A 73kg person stands on a scale in an elevator.
- What does the scale read (in N) when the elevator is accelerating upward at 2.8 m/s2 ?
- What does the scale read (in N) when the elevator is accelerating downward at 2.8 m/s2 ?
up ... 73 * (9.8 + 2.8) ... N
down ... 73 * (9.8 - 2.8) ... N
Well, let me weigh in on this situation. When the elevator is accelerating upward at 2.8 m/s², the scale will read the person's weight plus the force due to the acceleration. So, the scale will read the weight of the person (73 kg) multiplied by the gravitational acceleration (9.8 m/s²), plus the force due to the upward acceleration (2.8 m/s²). Let me crunch some numbers for you... *drum roll* The scale will read approximately 827.4 N.
Now, let's bring the mood down a bit. When the elevator is accelerating downward at 2.8 m/s², the scale will read the person's weight minus the force due to the acceleration. So, we take the same weight (73 kg) multiplied by the gravitational acceleration (9.8 m/s²) and subtract the force due to the downward acceleration (2.8 m/s²). And the scale will read approximately 549.8 N.
Remember, the scale is playing both sides here - going up and down!
To find the reading on the scale, we need to consider the forces acting on the person in the elevator.
When the elevator is accelerating upward at 2.8 m/s^2:
1. First, let's calculate the weight of the person using their mass and the acceleration due to gravity (g). The standard value for g is approximately 9.8 m/s^2. So the weight of the person is given by:
Weight = mass * g = 73 kg * 9.8 m/s^2 = 715.4 N (rounded to one decimal place)

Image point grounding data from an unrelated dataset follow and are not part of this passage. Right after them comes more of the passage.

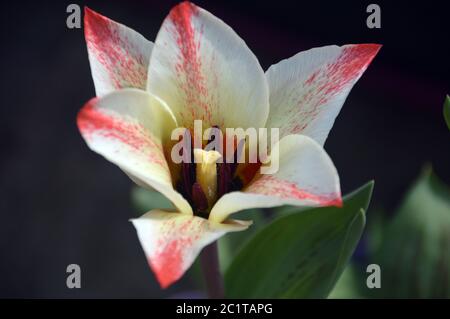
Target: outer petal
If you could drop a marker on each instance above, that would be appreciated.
(308, 90)
(118, 55)
(204, 71)
(172, 241)
(127, 127)
(306, 177)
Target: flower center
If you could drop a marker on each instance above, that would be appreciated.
(208, 176)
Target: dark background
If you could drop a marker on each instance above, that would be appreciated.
(61, 203)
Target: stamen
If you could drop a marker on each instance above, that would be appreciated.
(199, 199)
(206, 172)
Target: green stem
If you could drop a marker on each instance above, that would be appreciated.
(209, 259)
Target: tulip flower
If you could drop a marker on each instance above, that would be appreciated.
(198, 68)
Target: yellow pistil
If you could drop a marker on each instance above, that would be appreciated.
(206, 173)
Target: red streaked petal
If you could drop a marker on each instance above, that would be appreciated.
(128, 128)
(306, 177)
(171, 241)
(204, 71)
(307, 91)
(118, 55)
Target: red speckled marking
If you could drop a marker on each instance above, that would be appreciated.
(269, 185)
(328, 82)
(92, 121)
(189, 64)
(168, 264)
(175, 244)
(109, 44)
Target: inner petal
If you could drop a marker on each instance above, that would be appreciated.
(206, 174)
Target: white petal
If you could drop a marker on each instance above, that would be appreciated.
(306, 177)
(308, 90)
(128, 128)
(204, 71)
(118, 55)
(171, 241)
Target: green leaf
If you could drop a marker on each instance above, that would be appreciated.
(299, 255)
(447, 111)
(232, 242)
(144, 200)
(348, 285)
(414, 255)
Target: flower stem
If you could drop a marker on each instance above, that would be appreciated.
(209, 259)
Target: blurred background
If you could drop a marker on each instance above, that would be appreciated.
(60, 203)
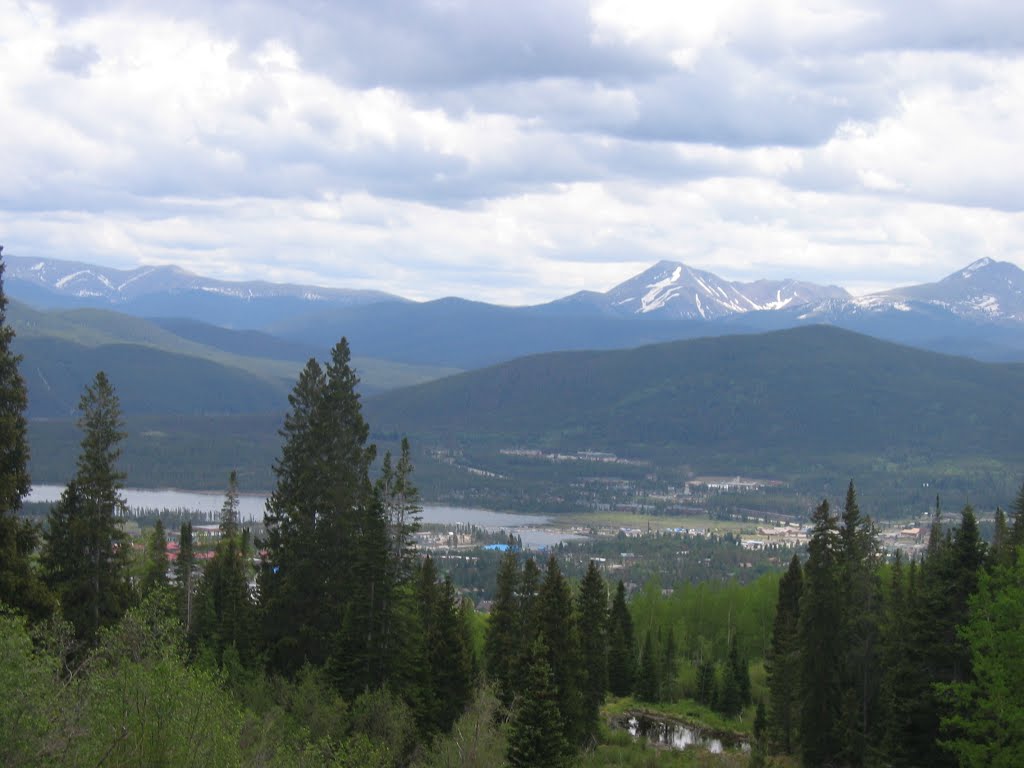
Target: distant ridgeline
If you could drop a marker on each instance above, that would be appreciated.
(809, 407)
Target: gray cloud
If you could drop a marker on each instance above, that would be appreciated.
(454, 142)
(75, 59)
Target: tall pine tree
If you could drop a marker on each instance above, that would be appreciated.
(558, 626)
(820, 643)
(860, 605)
(783, 662)
(593, 611)
(20, 587)
(86, 550)
(225, 615)
(503, 644)
(622, 645)
(155, 573)
(536, 733)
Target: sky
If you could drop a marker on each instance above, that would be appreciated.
(514, 152)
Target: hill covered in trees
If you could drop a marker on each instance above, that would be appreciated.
(791, 393)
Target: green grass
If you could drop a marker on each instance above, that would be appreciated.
(686, 711)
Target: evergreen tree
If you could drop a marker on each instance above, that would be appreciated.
(558, 626)
(225, 615)
(293, 626)
(948, 577)
(86, 552)
(1000, 553)
(622, 647)
(529, 590)
(1017, 529)
(901, 676)
(503, 645)
(593, 611)
(155, 572)
(647, 680)
(445, 671)
(706, 682)
(860, 596)
(326, 587)
(399, 500)
(820, 643)
(759, 750)
(985, 724)
(735, 683)
(783, 662)
(536, 733)
(229, 509)
(668, 671)
(20, 587)
(184, 565)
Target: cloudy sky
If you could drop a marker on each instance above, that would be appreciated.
(515, 152)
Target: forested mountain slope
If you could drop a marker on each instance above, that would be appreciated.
(798, 392)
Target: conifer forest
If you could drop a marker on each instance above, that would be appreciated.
(330, 639)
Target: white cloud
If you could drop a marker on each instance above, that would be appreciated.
(514, 153)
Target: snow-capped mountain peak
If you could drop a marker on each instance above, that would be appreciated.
(99, 285)
(675, 290)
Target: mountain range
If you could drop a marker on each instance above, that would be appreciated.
(624, 371)
(978, 310)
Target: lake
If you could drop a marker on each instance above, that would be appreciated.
(529, 527)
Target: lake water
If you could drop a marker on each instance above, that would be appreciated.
(251, 508)
(676, 735)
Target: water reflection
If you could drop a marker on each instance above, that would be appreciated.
(678, 735)
(251, 508)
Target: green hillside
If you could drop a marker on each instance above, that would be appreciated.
(57, 347)
(147, 380)
(773, 399)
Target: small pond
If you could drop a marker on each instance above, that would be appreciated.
(677, 735)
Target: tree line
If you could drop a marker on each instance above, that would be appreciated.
(332, 642)
(904, 664)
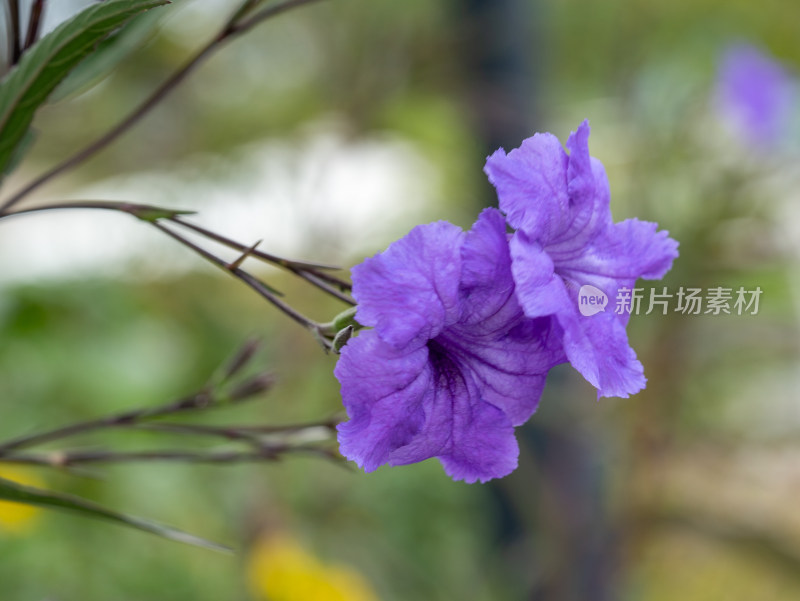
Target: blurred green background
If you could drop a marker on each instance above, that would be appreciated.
(344, 124)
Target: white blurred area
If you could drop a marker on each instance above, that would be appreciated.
(318, 196)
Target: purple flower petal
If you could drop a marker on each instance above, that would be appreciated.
(410, 291)
(563, 245)
(457, 386)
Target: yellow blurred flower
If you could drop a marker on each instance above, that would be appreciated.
(281, 570)
(17, 517)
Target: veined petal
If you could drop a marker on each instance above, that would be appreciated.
(531, 184)
(483, 445)
(410, 291)
(384, 392)
(408, 407)
(486, 281)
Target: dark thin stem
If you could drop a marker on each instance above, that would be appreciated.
(311, 272)
(201, 400)
(268, 257)
(240, 432)
(230, 30)
(244, 25)
(70, 458)
(131, 208)
(13, 25)
(316, 277)
(198, 401)
(248, 279)
(34, 23)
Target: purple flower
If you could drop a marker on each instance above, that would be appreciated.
(755, 93)
(565, 239)
(451, 363)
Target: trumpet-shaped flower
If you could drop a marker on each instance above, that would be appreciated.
(451, 363)
(565, 239)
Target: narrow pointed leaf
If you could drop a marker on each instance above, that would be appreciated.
(50, 60)
(28, 495)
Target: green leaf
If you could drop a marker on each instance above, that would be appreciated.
(18, 493)
(49, 61)
(109, 54)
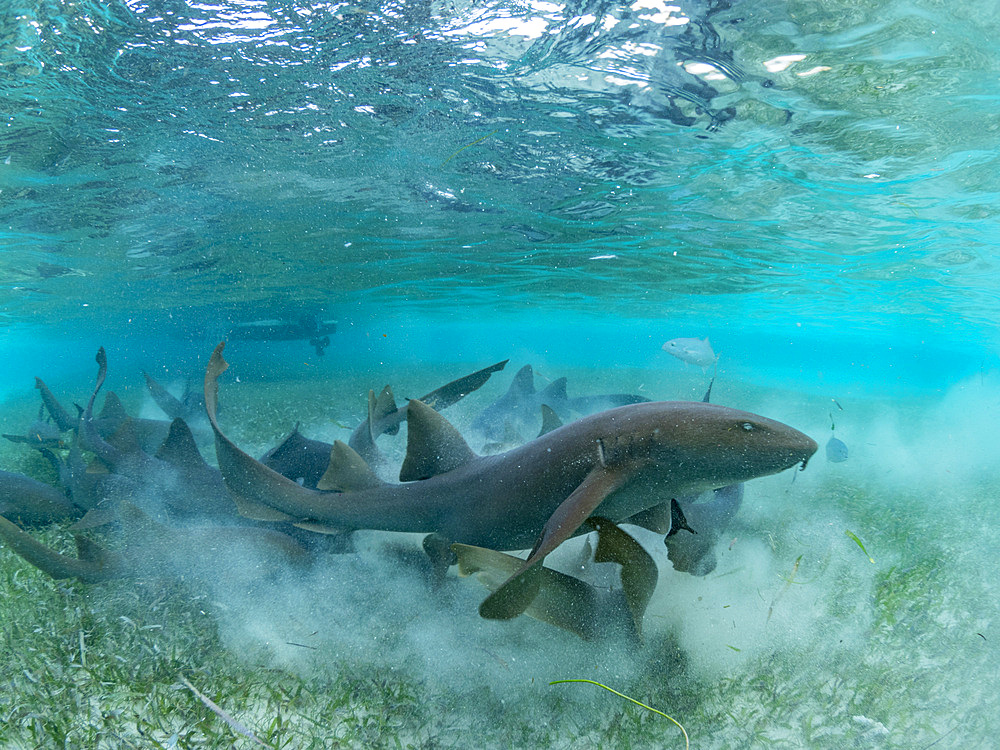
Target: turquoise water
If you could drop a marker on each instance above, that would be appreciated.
(814, 186)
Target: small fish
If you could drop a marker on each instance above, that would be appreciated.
(694, 351)
(836, 450)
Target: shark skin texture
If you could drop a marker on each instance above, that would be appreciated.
(612, 465)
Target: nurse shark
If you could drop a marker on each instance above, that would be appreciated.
(614, 466)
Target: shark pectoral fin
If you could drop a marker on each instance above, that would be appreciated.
(550, 420)
(513, 596)
(433, 445)
(639, 573)
(655, 519)
(561, 600)
(516, 593)
(347, 471)
(258, 491)
(677, 519)
(258, 511)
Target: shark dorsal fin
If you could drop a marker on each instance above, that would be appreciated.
(347, 471)
(550, 420)
(433, 445)
(179, 448)
(555, 392)
(113, 408)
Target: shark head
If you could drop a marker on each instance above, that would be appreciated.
(704, 446)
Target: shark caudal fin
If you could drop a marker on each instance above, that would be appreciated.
(92, 565)
(553, 597)
(639, 574)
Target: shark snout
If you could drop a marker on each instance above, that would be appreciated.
(805, 450)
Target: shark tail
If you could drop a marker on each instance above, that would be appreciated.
(92, 564)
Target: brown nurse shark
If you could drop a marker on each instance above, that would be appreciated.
(614, 464)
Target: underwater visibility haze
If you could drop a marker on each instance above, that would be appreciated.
(787, 208)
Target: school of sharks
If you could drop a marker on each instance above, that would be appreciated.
(596, 463)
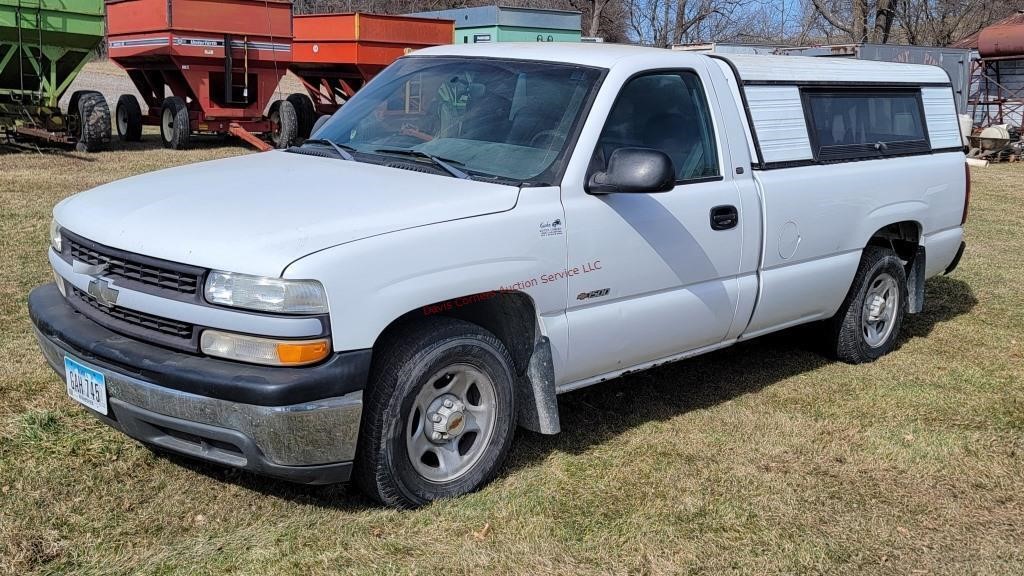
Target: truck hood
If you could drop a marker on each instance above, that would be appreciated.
(259, 212)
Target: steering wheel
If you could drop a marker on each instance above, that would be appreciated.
(539, 137)
(411, 130)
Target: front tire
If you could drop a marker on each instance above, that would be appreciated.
(866, 326)
(439, 415)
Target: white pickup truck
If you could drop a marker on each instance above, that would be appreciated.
(483, 228)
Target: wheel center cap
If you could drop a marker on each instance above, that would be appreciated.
(878, 306)
(445, 418)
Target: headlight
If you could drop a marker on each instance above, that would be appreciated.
(54, 235)
(263, 351)
(265, 294)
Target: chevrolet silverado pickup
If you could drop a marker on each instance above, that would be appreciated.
(483, 228)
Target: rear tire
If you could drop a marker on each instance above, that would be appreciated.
(175, 126)
(129, 119)
(94, 122)
(866, 326)
(286, 124)
(443, 374)
(305, 113)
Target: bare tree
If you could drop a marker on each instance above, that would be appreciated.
(935, 23)
(664, 23)
(940, 23)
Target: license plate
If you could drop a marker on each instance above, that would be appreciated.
(86, 385)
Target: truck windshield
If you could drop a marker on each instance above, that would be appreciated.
(504, 119)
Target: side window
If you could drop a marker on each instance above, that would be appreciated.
(666, 111)
(863, 124)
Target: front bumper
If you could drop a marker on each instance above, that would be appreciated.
(265, 419)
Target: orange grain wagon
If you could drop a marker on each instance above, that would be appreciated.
(203, 67)
(336, 54)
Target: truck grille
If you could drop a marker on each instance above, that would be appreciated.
(136, 324)
(158, 274)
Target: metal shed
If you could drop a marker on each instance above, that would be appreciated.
(997, 83)
(503, 24)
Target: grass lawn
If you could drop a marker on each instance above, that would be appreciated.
(761, 458)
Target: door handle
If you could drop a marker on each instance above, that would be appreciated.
(724, 217)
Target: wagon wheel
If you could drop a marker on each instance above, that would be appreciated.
(94, 122)
(305, 112)
(74, 123)
(285, 124)
(175, 127)
(320, 122)
(129, 119)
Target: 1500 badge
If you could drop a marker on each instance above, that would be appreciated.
(593, 294)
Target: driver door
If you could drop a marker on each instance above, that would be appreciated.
(668, 278)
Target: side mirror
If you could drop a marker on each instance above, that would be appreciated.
(634, 170)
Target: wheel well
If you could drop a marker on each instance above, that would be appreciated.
(904, 239)
(509, 316)
(512, 318)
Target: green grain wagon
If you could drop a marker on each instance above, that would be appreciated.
(43, 45)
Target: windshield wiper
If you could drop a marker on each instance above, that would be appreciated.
(441, 162)
(342, 150)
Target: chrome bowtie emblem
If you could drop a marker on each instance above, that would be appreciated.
(79, 266)
(100, 290)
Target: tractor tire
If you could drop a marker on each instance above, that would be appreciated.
(175, 126)
(286, 124)
(305, 112)
(94, 122)
(129, 119)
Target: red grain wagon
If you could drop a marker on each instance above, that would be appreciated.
(337, 54)
(203, 67)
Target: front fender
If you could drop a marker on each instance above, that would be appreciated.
(372, 282)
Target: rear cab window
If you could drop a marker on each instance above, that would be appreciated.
(665, 111)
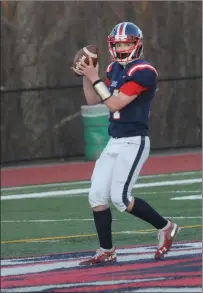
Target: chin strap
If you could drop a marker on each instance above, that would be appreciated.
(102, 90)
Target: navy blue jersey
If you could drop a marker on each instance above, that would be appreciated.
(133, 119)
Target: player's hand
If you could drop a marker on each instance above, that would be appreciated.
(89, 71)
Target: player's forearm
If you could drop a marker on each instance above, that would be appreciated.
(90, 94)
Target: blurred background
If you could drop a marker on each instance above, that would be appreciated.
(41, 99)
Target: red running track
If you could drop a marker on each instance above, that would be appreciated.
(82, 171)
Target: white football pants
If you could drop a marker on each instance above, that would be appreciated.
(117, 170)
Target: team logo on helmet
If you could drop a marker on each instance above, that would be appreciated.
(126, 32)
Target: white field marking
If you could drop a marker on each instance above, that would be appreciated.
(88, 182)
(189, 197)
(137, 250)
(80, 220)
(42, 267)
(72, 192)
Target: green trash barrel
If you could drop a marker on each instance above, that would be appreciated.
(95, 120)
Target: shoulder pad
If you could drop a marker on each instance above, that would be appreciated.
(137, 67)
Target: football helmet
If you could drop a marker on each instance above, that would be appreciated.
(125, 32)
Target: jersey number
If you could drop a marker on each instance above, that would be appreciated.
(116, 115)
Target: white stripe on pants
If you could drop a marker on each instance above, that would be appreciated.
(117, 170)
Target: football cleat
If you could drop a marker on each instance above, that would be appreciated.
(166, 236)
(102, 256)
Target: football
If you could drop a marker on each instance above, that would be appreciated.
(84, 54)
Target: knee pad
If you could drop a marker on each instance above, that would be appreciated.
(118, 203)
(97, 198)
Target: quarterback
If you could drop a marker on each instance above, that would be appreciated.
(127, 91)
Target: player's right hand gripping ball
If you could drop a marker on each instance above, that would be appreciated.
(84, 54)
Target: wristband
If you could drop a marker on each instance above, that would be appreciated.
(101, 89)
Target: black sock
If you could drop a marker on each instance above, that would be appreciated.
(103, 220)
(144, 211)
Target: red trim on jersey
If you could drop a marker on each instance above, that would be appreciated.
(109, 67)
(131, 88)
(107, 82)
(140, 67)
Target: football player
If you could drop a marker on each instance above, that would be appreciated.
(128, 91)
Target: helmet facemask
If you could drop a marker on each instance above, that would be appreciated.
(125, 56)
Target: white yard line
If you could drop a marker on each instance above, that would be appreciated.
(188, 197)
(88, 182)
(86, 190)
(80, 220)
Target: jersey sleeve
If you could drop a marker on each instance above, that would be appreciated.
(131, 88)
(107, 82)
(143, 74)
(109, 70)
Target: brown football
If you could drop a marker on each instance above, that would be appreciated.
(84, 54)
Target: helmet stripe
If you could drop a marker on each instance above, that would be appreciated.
(140, 67)
(124, 28)
(118, 30)
(121, 29)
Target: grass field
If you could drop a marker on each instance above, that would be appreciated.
(57, 218)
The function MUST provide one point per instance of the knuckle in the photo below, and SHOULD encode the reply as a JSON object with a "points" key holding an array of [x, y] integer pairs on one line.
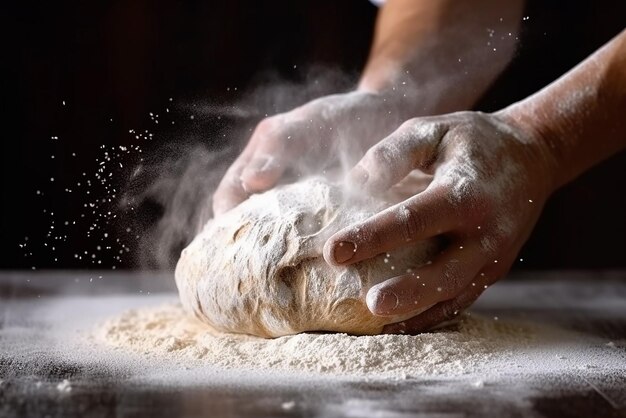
{"points": [[452, 278], [412, 224], [268, 129]]}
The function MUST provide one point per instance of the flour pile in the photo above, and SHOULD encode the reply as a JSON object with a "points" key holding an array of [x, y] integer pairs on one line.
{"points": [[167, 333]]}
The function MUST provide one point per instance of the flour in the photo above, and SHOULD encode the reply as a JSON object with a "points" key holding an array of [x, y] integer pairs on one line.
{"points": [[258, 269], [166, 332]]}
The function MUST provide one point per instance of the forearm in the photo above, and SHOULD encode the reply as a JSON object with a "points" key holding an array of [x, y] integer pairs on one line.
{"points": [[437, 56], [581, 118]]}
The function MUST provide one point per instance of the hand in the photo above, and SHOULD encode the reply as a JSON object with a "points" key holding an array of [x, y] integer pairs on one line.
{"points": [[308, 139], [490, 180]]}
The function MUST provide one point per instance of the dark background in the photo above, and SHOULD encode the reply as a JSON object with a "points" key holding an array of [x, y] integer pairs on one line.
{"points": [[113, 62]]}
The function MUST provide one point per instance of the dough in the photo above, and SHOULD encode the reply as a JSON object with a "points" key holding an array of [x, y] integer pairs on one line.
{"points": [[258, 268]]}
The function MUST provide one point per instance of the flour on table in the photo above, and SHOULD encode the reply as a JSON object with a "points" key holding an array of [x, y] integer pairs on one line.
{"points": [[167, 332]]}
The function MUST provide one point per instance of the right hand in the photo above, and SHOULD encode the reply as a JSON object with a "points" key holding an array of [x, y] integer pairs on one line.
{"points": [[308, 139]]}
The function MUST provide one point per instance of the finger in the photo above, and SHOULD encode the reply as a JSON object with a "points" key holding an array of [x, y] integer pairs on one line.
{"points": [[442, 280], [412, 146], [441, 313], [230, 191], [449, 310], [422, 216], [262, 173]]}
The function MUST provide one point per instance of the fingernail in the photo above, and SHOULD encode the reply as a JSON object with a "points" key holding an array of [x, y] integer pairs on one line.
{"points": [[381, 302], [344, 251]]}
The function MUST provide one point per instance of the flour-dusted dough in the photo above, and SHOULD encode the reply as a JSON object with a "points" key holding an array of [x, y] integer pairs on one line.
{"points": [[258, 269]]}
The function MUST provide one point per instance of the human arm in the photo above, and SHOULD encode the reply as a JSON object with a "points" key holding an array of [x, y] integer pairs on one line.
{"points": [[427, 57], [491, 174]]}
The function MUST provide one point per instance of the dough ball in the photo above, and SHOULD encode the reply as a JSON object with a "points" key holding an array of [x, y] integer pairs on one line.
{"points": [[258, 269]]}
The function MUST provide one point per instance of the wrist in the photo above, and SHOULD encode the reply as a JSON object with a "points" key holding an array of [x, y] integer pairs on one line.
{"points": [[539, 139]]}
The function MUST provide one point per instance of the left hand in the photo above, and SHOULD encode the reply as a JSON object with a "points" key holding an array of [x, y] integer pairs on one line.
{"points": [[490, 179]]}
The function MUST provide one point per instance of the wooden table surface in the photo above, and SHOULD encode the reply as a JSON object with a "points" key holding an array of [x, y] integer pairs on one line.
{"points": [[592, 303]]}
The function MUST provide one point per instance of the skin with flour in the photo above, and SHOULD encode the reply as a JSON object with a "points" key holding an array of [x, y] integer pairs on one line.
{"points": [[482, 167], [492, 174], [258, 268]]}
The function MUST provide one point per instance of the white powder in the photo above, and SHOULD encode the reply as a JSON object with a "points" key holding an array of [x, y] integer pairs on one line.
{"points": [[168, 333]]}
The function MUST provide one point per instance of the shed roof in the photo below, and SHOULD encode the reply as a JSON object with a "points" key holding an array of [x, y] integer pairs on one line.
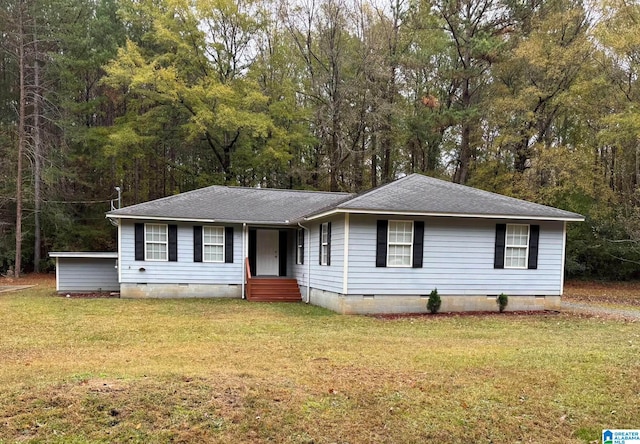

2. Since the elevator is accelerating upward, there is an additional force acting on the person in addition to gravity. This is the apparent or pseudo force, also known as the "ma" term. It is given by:
Apparent Force = mass * acceleration = 73 kg * 2.8 m/s^2 = 204.4 N (rounded to one decimal place)
3. The total force experienced by the person in the elevator can be calculated by adding the weight and the apparent force:
Total Force = Weight + Apparent Force = 715.4 N + 204.4 N = 919.8 N (rounded to one decimal place)
Therefore, when the elevator is accelerating upward at 2.8 m/s^2, the scale will read approximately 919.8 N.
Now let's consider the case when the elevator is accelerating downward at 2.8 m/s^2:
Following the same steps as before:
1. The weight of the person remains the same: 715.4 N.
2. The apparent force is still given by the mass multiplied by the acceleration: 204.4 N.
3. Since the elevator is accelerating downward, the direction of the force changes. So, we need to subtract the apparent force from the weight to find the total force:
Total Force = Weight - Apparent Force = 715.4 N - 204.4 N = 511 N (rounded to one decimal place)
Therefore, when the elevator is accelerating downward at 2.8 m/s^2, the scale will read approximately 511 N.